Tools for activism inspire learning
The underrepresentation of minoritized students in science creates a barrier to advocating for quality of life improvements in communities that need it most. One of the most meaningful aspects of more effective science education for nonmajors through climate and environmental justice is that it normalizes interest in these subjects by giving students the ability to voice their beliefs and participate in conversations.
This is why Bernal feels it’s essential to introduce opportunities for environmental activism. Throughout the academic term, she recommends groups with which students can get involved such as the sustainability office at CSU Long Beach or the Sunrise Movement, which organizes young people to fight climate change.
Expanding resources for deeper engagement
By personalizing issues like climate change, instructors can open up a broader conversation to illustrate how scientific topics inform other areas of expertise and interest.

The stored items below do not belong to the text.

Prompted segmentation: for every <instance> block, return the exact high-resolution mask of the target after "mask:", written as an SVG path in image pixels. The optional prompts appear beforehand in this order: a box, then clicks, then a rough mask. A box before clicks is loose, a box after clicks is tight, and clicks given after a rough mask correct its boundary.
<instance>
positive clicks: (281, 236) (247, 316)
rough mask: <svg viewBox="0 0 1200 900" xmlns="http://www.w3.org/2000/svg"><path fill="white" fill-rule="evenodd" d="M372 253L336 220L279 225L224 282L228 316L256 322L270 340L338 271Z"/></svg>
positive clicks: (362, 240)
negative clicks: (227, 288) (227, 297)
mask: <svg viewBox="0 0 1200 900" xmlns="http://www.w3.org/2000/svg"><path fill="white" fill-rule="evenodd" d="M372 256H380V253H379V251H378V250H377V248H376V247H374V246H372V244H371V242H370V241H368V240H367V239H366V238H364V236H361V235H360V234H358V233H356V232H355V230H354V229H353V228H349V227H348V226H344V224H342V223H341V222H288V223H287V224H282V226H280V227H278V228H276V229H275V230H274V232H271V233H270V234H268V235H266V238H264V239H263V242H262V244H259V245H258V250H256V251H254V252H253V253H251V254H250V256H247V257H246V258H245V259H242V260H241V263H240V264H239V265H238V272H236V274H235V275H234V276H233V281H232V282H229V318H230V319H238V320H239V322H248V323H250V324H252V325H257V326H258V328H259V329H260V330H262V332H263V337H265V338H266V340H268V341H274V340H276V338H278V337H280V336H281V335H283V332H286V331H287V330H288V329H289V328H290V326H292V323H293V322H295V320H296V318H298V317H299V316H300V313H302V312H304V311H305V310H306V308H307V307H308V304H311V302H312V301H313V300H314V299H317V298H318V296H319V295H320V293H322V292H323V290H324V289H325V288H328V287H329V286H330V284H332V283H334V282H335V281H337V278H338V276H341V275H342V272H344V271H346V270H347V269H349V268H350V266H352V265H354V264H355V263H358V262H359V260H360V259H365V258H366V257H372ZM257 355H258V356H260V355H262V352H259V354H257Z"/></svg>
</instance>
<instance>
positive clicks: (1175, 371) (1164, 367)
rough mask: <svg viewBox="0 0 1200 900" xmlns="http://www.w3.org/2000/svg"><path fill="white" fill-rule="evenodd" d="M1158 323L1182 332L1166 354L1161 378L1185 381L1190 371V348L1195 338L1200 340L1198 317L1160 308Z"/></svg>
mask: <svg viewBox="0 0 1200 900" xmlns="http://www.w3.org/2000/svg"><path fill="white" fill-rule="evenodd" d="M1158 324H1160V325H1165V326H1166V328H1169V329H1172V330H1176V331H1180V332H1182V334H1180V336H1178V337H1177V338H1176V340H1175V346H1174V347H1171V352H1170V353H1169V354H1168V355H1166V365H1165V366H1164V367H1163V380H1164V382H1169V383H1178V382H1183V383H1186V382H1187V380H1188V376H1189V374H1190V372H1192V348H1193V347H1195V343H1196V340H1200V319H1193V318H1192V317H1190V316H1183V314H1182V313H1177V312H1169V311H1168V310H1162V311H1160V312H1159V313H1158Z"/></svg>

For example, in a class in global climate change for nonmajors that Bernal teaches at California State University Dominguez Hills, she has teamed up with Dr. Michael Méndez, a social ecology professor who specializes in environmental policy and justice at the University of California Irvine.
As Bernal notes, “It’s one thing to know the science around it, but it’s another thing to understand the policy and how we mitigate climate change. It’s a whole different ballgame.”
Additionally, Bernal is the chemistry editor for Merlot, an open-source online platform where contributors can curate educational material. She is currently putting together learning modules to teach about climate change by using statistics and an interdisciplinary perspective.
Making resources available, accessible, and free of charge is one important way to make science courses for nonmajors and those who teach them more equitable. As this survey of attitudes toward courseware shows, students are more cost sensitive about materials required in courses outside their majors.
Ultimately, modeling how to access and understand public scientific information is a stepping stone toward building more equitable science education. That, according to Bernal, is the biggest takeaway from her work teaching science to nonmajors.
“I want students to know that no matter what background they have, they can access and comfortably navigate scientific data,” she says. “That way, whatever role they have in the future, they’ll be able to make informed decisions that will result in positive outcomes for themselves and society as a whole.”